Well. That’s that, I suppose, Atropa concluded with sorrow. Alice would be afraid of her forever, now. She sighed, then composed herself. It isn’t as though she could care for a human, anyway. It didn’t really matter what Alice thought of her.

Atropa sliced off Alice’s bindings with little effort. The woman was in a sorry state. It broke Atropa’s heart to see her like this. She was beaten so badly that she likely couldn’t walk on her own.

“Sit tight, little one,” Atropa whispered sadly.

She turned away to quickly check the other humans. Cooper and Murphy were unconscious on the opposite side of the storeroom. Atropa bent over, reaching down to check their vitals. Alive. Everyone was alive. She exhaled with great relief. Atropa could never have forgiven herself if she’d accidentally taken sentient life.

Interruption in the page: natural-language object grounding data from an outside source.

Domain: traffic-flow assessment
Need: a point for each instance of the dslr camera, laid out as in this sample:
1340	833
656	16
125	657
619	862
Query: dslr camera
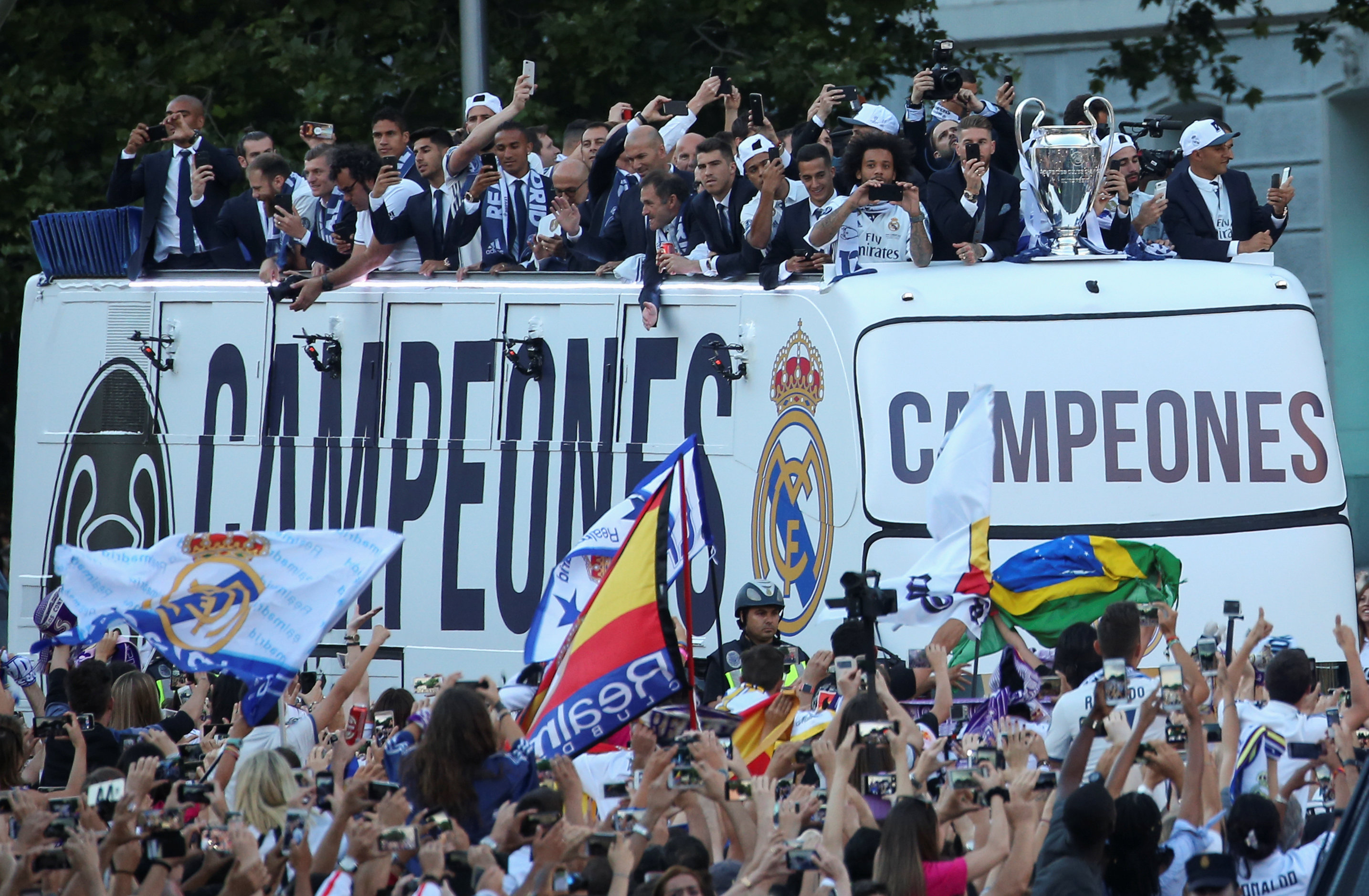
947	81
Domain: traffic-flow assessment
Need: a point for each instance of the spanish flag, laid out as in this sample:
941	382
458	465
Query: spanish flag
622	658
752	743
1068	580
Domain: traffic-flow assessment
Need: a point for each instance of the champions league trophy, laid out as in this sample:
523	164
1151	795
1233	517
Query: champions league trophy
1068	166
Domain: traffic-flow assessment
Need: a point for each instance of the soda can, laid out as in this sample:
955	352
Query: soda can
355	724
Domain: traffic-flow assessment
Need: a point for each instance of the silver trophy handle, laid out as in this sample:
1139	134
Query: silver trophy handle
1018	122
1112	122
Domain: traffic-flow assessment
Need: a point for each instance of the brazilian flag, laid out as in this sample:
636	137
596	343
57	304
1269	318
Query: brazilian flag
1049	588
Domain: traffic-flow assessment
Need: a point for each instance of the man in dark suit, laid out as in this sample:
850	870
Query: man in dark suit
169	239
975	211
426	217
644	151
1212	211
789	253
714	218
245	233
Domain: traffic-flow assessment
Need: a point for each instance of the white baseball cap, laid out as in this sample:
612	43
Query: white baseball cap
1116	143
752	147
875	116
488	100
1204	132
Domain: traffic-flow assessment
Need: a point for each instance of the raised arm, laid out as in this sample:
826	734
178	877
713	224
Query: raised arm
1193	675
481	136
329	706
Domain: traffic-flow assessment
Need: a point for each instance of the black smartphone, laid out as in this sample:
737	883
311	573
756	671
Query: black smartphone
721	72
886	192
1300	750
758	106
379	790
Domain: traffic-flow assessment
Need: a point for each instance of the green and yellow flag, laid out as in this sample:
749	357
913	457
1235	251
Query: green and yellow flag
1048	588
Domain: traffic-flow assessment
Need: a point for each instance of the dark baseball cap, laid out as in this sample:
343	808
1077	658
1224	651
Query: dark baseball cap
1211	870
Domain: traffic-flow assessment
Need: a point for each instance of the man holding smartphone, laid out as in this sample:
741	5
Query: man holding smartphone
1212	211
763	165
884	218
162	181
975	213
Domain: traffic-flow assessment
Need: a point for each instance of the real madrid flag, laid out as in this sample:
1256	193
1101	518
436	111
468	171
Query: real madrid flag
248	603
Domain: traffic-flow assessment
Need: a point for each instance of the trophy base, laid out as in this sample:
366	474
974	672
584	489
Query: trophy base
1085	257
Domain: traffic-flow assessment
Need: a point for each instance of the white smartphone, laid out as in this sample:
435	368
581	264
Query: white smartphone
1171	688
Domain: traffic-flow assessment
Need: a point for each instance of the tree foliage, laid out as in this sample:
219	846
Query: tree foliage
1193	46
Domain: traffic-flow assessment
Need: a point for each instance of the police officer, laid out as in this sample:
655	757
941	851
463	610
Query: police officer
759	607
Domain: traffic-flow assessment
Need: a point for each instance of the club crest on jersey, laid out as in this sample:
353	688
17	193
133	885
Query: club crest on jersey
792	509
211	596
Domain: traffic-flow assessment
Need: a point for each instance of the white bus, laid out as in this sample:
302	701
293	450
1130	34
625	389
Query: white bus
1182	403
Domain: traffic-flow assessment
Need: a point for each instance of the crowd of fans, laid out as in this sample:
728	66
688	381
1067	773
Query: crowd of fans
1070	779
645	198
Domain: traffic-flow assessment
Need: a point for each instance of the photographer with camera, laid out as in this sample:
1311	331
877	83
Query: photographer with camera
975	211
168	237
1212	211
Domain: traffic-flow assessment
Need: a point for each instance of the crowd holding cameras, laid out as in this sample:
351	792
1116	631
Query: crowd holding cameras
837	195
1212	777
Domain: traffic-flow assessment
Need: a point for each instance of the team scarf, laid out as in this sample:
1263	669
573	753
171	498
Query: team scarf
849	240
622	183
496	209
1261	744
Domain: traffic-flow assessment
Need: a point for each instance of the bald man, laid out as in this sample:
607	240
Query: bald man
642	151
685	151
163	183
570	181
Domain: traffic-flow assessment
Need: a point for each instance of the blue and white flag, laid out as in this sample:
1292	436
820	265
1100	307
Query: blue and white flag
574	580
248	603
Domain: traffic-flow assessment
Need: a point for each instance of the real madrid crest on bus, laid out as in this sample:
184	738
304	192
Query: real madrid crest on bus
792	510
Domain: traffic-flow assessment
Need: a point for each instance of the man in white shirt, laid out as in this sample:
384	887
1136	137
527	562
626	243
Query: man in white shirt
1212	211
866	231
763	165
1120	637
357	170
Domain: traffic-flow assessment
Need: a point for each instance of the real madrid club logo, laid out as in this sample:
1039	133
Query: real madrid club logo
204	616
792	510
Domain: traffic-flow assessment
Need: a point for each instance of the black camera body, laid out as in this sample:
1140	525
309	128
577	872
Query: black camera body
947	81
286	290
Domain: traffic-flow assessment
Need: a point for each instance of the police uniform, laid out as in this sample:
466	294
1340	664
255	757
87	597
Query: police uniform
725	668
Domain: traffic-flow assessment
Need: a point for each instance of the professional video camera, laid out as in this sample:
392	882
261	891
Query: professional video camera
1155	163
866	602
947	81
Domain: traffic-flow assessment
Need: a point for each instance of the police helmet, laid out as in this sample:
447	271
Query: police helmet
758	594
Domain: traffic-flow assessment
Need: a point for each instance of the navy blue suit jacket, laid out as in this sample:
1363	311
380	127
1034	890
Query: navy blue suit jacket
1189	224
133	180
736	257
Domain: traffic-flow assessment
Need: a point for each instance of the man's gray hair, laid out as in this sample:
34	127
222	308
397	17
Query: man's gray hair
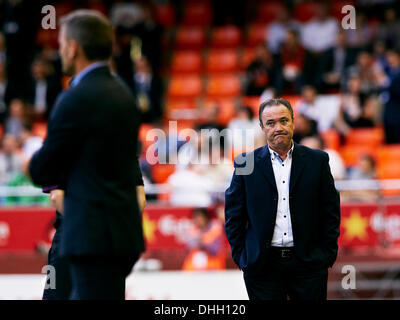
92	31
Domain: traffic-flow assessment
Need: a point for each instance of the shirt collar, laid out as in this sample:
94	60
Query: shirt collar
85	71
274	155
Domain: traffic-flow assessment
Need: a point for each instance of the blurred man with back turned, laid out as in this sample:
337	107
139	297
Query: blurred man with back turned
282	219
90	152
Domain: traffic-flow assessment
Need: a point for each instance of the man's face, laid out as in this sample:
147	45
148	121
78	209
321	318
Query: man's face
277	124
67	53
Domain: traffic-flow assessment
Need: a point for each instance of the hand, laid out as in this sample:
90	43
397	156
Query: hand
57	199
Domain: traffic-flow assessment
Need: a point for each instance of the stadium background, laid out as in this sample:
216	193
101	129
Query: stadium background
207	60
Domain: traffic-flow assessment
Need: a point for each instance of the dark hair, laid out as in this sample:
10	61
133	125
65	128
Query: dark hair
92	31
273	103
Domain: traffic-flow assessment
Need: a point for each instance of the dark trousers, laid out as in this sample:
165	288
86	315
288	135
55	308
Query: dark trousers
287	278
99	278
63	283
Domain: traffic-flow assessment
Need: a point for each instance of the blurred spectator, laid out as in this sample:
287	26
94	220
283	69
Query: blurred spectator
205	243
17	117
43	89
336	163
364	170
148	89
304	127
262	73
292	58
29	142
373	78
315	108
244	130
10	159
360	37
334	62
278	30
389	30
190	187
391	114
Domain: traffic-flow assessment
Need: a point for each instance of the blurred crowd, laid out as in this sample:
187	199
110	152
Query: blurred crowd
344	79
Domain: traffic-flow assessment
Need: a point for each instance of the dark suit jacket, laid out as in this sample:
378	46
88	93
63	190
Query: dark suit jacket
251	204
91	149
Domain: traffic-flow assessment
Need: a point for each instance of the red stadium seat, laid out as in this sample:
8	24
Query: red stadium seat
256	35
226	37
223	86
269	11
222	61
186	62
190	38
185	86
197	13
331	139
373	137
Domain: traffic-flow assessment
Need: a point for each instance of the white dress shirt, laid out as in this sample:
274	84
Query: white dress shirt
283	235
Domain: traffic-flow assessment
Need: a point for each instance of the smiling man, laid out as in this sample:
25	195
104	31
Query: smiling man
282	220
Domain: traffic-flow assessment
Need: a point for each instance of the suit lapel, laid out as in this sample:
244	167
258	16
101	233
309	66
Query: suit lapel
298	163
263	162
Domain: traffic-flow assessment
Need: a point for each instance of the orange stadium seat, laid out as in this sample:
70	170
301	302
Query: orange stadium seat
331	139
247	57
222	61
191	38
223	86
352	153
256	35
229	36
186	62
185	86
161	172
197	13
253	102
39	129
373	137
388	153
227	109
165	15
269	11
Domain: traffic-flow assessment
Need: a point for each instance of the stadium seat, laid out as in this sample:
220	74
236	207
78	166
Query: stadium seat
165	15
352	153
186	62
219	61
331	139
223	86
253	102
247	56
269	11
198	13
256	35
190	38
185	86
227	109
226	37
305	11
39	129
388	153
373	137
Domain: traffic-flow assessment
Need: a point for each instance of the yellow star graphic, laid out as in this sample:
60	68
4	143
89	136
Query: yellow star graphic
149	227
355	226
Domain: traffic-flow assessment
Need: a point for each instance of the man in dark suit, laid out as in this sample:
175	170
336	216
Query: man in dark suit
282	218
91	148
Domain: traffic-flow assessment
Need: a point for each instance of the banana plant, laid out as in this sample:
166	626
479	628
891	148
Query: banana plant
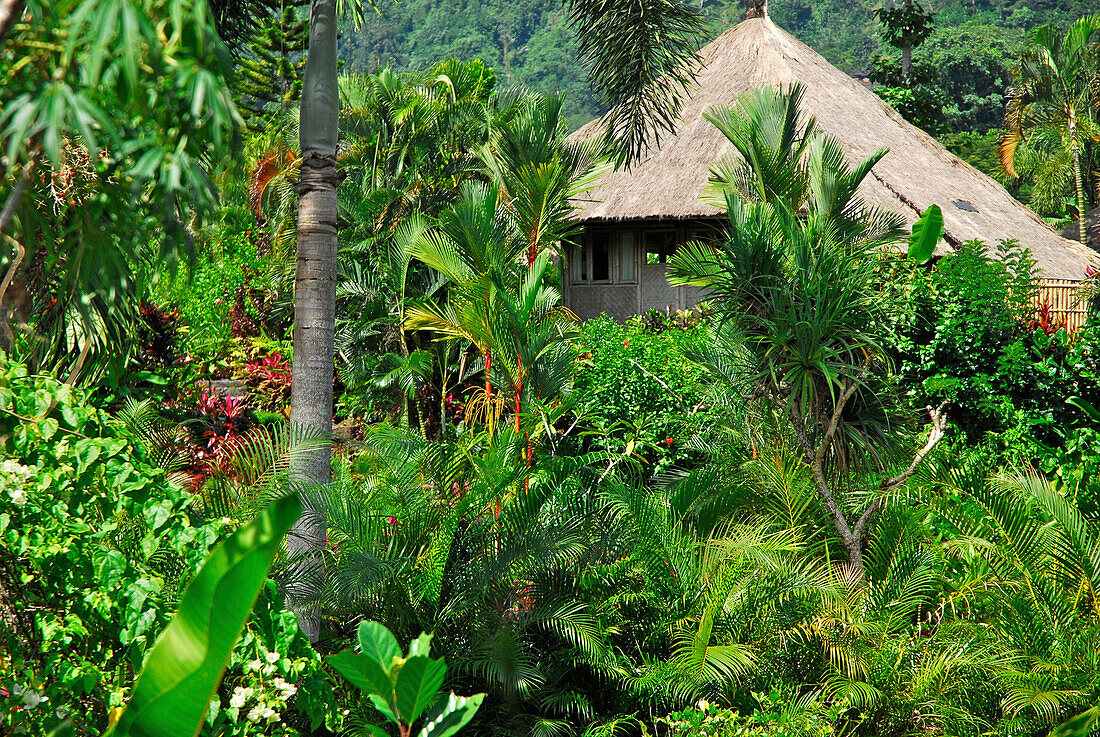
173	694
404	688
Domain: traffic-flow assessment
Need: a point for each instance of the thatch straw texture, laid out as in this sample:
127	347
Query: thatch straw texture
1091	229
915	174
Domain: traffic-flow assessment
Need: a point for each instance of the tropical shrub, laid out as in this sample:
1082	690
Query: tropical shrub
963	336
405	686
638	391
776	716
96	548
221	294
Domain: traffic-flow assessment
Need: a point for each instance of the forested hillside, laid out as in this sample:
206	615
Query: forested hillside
528	42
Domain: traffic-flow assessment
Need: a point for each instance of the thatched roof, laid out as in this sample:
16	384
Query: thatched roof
916	173
1091	229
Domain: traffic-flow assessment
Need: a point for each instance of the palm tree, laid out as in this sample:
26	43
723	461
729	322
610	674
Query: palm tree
795	284
640	55
404	539
1054	101
1040	559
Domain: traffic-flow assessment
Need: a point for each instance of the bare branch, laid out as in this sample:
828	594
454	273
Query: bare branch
834	420
10	12
938	426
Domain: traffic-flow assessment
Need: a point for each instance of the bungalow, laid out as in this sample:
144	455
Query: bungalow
635	218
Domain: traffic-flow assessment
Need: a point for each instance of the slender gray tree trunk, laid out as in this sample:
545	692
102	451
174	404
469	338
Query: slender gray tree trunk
1079	183
315	287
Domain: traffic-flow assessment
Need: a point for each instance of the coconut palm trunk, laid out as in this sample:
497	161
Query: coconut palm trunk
315	282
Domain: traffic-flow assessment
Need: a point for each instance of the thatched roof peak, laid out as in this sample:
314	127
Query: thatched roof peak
1073	231
916	173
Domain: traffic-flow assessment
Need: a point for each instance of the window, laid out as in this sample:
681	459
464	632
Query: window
601	256
626	256
579	263
660	244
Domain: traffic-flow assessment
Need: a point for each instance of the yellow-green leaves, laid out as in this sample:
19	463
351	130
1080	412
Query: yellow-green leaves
926	234
174	691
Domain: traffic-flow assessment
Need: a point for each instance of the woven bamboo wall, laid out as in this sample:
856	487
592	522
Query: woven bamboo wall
1066	299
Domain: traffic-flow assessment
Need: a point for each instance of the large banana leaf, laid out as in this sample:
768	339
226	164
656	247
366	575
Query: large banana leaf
174	691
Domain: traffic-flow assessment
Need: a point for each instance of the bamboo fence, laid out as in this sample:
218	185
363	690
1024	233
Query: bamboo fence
1065	299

Alice watched the dim light of Atropa’s eyes rotate out of view. She swallowed, hard. Her head hurt so badly that she could barely think. Miraculously, her life had not ended. That realization lit up her self-preservation instincts like a match to gasoline. She was alive and she wanted to live. I want to live!

Fighting through the agony and the haze and the fear, Alice struggled to move. She managed to slide halfway out of her seat. Her eyes fell on Gabriel’s unconscious body with mixed emotions. Then, she saw the pistol. She reached for it, desperately, only to collapse onto the floor in a crumpled, pathetic pile. Moaning with agony, Alice hooked her fingers around the weapon and forced it into the wide pocket of her pants, tucking it out of view.

She could do no more except lay there, her strength spent and consciousness fading. The last thing Alice saw was Atropa, turning to look down at her. The affini’s face was unreadable. Was that pity? She didn’t have time to think about it. Her mind was fading. She felt something lifting her into the air, but she was already too far gone to even question what it was.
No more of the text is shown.